Para qué sirve el filtro de la lavadora
El filtro de la lavadora cumple la función de retener residuos que se desprenden durante el lavado, como pelusas, hilos, restos de detergente y pequeños objetos que puedan quedar en la ropa. Su objetivo principal es evitar que estos elementos lleguen al sistema de desagüe y provoquen obstrucciones.
Cuando el filtro está limpio, el agua circula correctamente y la lavadora puede completar los ciclos sin dificultad. En cambio, si el filtro se satura de suciedad, pueden aparecer problemas como mal drenaje, ruidos inusuales o agua retenida en el tambor.
Cada cuánto conviene limpiar el filtro
En condiciones normales de uso, lo más recomendable es limpiar el filtro de la lavadora cada uno o dos meses. Esta frecuencia suele ser suficiente para evitar acumulaciones de suciedad y asegurar un buen drenaje del agua.
Sin embargo, el intervalo puede variar según el uso que se le dé al equipo. Si la lavadora se utiliza con mucha frecuencia, se lavan prendas que desprenden pelusa o se emplea una mayor cantidad de detergente, conviene revisar el filtro con mayor regularidad.
Mantener esta rutina simple de limpieza ayuda a prevenir fallas y a evitar problemas más complejos con el paso del tiempo.
Señales de que el filtro necesita limpieza
Aunque se realice un mantenimiento periódico, hay señales que indican que el filtro de la lavadora necesita limpieza antes de lo previsto.
- Malos olores que salen del tambor o del interior del equipo.
- Agua que queda retenida después de finalizar el ciclo.
- Ciclos de lavado que tardan más de lo habitual o no se completan.
- Ruidos extraños durante el desagüe.
Detectar estas señales a tiempo permite actuar antes de que el problema afecte el funcionamiento general de la lavadora.
Cómo limpiar el filtro de forma segura
Limpiar el filtro de la lavadora es una tarea sencilla si se hace con calma y siguiendo algunos pasos básicos.
Primero, asegurate de que la lavadora esté apagada y desconectada. Luego, localizá el filtro según el diseño del equipo y colocá un recipiente o trapo cerca, ya que puede salir un poco de agua al abrirlo.
Retirá el filtro con cuidado y limpiá los restos de suciedad bajo el chorro de agua. Si hay residuos adheridos, podés usar un cepillo suave para removerlos sin dañar la pieza.
Una vez limpio, volvé a colocarlo correctamente, asegurándote de que quede bien ajustado antes de volver a usar la lavadora.
Qué evitar al limpiar el filtro
Al realizar la limpieza del filtro, hay algunas acciones que conviene evitar para no dañar el equipo ni generar problemas posteriores.

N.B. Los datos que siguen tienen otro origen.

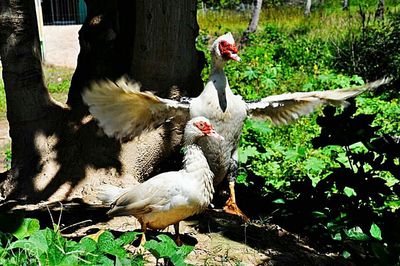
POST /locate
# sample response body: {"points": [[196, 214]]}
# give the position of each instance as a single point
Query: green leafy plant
{"points": [[26, 244], [166, 248]]}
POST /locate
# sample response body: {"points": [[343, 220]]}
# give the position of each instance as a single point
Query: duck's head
{"points": [[199, 127], [225, 48]]}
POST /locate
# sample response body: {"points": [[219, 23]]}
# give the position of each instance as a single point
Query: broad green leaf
{"points": [[258, 126], [279, 201], [346, 254], [349, 191], [314, 164], [318, 214], [337, 237], [247, 152], [88, 245], [356, 233], [107, 244], [27, 228], [375, 231], [127, 238]]}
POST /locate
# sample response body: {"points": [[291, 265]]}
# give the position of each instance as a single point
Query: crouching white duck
{"points": [[170, 197]]}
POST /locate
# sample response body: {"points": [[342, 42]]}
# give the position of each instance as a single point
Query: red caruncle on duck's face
{"points": [[205, 127], [228, 50]]}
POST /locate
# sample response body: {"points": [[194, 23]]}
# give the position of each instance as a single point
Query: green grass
{"points": [[327, 21]]}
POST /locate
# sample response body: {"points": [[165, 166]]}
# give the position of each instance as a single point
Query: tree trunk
{"points": [[255, 16], [58, 152], [28, 101], [345, 5], [380, 10], [307, 10]]}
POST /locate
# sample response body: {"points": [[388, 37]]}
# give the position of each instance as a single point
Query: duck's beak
{"points": [[214, 134]]}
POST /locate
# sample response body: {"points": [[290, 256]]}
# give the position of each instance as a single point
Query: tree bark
{"points": [[252, 27], [345, 5], [28, 101], [307, 10], [58, 152]]}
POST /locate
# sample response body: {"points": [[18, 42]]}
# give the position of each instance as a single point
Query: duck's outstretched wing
{"points": [[122, 110], [284, 108]]}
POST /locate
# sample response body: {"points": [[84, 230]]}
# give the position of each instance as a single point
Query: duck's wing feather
{"points": [[157, 193], [122, 110], [284, 108]]}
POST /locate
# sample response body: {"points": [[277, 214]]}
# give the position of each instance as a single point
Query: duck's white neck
{"points": [[194, 159], [217, 64], [196, 166]]}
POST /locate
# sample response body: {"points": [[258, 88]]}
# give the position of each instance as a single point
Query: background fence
{"points": [[63, 12]]}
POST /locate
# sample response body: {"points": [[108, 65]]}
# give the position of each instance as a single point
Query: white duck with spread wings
{"points": [[122, 110]]}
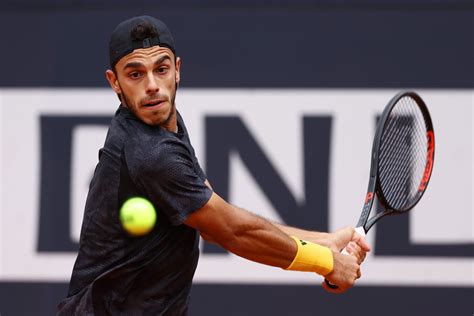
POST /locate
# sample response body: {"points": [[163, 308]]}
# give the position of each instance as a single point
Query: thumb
{"points": [[360, 240]]}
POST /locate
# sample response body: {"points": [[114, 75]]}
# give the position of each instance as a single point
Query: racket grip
{"points": [[361, 231]]}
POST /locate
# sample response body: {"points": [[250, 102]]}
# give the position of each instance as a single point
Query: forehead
{"points": [[145, 55]]}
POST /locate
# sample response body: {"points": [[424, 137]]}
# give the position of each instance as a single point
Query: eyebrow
{"points": [[138, 65]]}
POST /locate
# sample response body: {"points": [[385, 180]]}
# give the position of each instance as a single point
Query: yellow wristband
{"points": [[311, 257]]}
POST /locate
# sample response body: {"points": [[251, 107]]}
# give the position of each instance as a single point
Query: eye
{"points": [[162, 69], [135, 75]]}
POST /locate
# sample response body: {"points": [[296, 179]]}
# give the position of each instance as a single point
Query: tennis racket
{"points": [[402, 160]]}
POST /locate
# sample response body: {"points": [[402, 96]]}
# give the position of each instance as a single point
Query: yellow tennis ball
{"points": [[138, 216]]}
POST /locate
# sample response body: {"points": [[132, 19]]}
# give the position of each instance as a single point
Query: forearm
{"points": [[256, 239], [320, 238]]}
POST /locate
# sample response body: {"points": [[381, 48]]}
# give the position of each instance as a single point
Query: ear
{"points": [[113, 81], [178, 68]]}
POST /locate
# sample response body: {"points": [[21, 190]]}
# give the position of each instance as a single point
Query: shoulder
{"points": [[155, 154]]}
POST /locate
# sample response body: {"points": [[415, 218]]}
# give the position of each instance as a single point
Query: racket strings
{"points": [[401, 163], [402, 154]]}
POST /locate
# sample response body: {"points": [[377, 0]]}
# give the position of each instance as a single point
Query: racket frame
{"points": [[374, 187]]}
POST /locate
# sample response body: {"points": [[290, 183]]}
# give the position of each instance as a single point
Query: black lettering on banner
{"points": [[224, 135], [55, 183], [228, 134]]}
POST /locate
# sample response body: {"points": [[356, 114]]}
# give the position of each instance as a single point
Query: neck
{"points": [[171, 123]]}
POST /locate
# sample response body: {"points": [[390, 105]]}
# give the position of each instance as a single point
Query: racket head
{"points": [[404, 149], [402, 158]]}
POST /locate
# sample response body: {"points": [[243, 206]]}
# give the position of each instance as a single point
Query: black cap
{"points": [[138, 32]]}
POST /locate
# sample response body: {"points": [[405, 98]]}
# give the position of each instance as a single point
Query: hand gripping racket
{"points": [[402, 160]]}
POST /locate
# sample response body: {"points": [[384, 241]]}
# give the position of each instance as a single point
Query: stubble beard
{"points": [[134, 109]]}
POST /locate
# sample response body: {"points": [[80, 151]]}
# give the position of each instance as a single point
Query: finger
{"points": [[354, 250], [359, 252], [360, 240]]}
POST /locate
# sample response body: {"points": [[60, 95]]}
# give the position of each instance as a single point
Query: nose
{"points": [[152, 86]]}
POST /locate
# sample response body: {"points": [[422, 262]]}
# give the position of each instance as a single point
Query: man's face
{"points": [[146, 79]]}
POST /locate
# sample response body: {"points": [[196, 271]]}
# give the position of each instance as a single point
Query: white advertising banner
{"points": [[274, 118]]}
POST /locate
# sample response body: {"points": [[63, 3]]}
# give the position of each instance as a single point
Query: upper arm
{"points": [[216, 218]]}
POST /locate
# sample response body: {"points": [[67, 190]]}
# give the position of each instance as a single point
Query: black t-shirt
{"points": [[114, 273]]}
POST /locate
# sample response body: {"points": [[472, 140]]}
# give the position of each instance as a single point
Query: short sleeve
{"points": [[169, 177]]}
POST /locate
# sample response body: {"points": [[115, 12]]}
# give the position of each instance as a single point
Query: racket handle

- Forzar el filtro si no gira o no sale con facilidad.
- Usar objetos metálicos o punzantes para retirar la suciedad.
- Volver a colocar el filtro sin asegurarse de que esté bien ajustado.
- Limpiar el filtro con la lavadora conectada o encendida.
Evitar estos errores simples ayuda a que la limpieza sea segura y efectiva.
Mantener el filtro de la lavadora limpio es una acción sencilla que contribuye al buen funcionamiento del equipo y ayuda a prevenir fallas comunes. Incorporar esta revisión dentro de una rutina básica de mantenimiento puede marcar una diferencia a largo plazo.